Background technology
Anisidine (being mainly 2-anisidine and 4-anisidine) is important organic synthesis intermediate.At present, the preparation of 2-anisidine and 4-anisidine is a raw material with 2-Nitroanisole and 4-Nitroanisole respectively usually, make through sodium sulphite reduction or iron powder reducing, this technology exists following shortcoming: consumption is big, cost is high, quality is low, especially waste water, waste sludge discharge amount are big, cause serious environmental to pollute.If the waste water, the waste residue that produce are handled, have so just been increased processing cost, but also existed the hidden danger of secondary pollution.
Summary of the invention
The objective of the invention is shortcoming, provide a kind of production cost low, the technology that good product quality, particularly the production process three wastes are few with Nitroanisole mixture through catalytic hydrogenation preparing anisidine at the prior art existence.

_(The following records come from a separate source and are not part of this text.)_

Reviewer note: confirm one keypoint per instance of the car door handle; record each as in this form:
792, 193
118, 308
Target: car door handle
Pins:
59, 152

The technical scheme that realizes above-mentioned purpose is: a kind ofly prepare the technology of anisidine with Nitroanisole, described processing step is as follows:
The first step, being solvent with methyl alcohol, is raw material with 2-Nitroanisole and 4-nitrobenzoyl ether mixture, under the catalyzer existence condition, feeds hydrogen, carries out continuously or the reaction of intermittent type catalytic hydrogenating reduction;
Second step, after catalytic hydrogenating reduction reaction finishes, solid-liquid separation is carried out in cooling, pressure release, reaction mass is transported to catalyst recovery devices reclaims catalyzer, the catalyzer of recovery can be recycled, and the material of sloughing catalyzer enters next step;
The 3rd step, in sloughing the material of catalyzer, add the decolouring cleaner, carry out adsorption bleaching and remove miscellaneous operation;
The material that the 4th step, process adsorption bleaching remove miscellaneous operation adopts solid-liquid separating method separation such as filtration, and solid phase is mainly the decolouring cleaner, after regenerating, can be recycled; Liquid phase is mainly the solution of anisidine, first alcohol and water, can prepare corresponding 2-anisidine and 4-aminobenzoic ether product through behind the separation and purification.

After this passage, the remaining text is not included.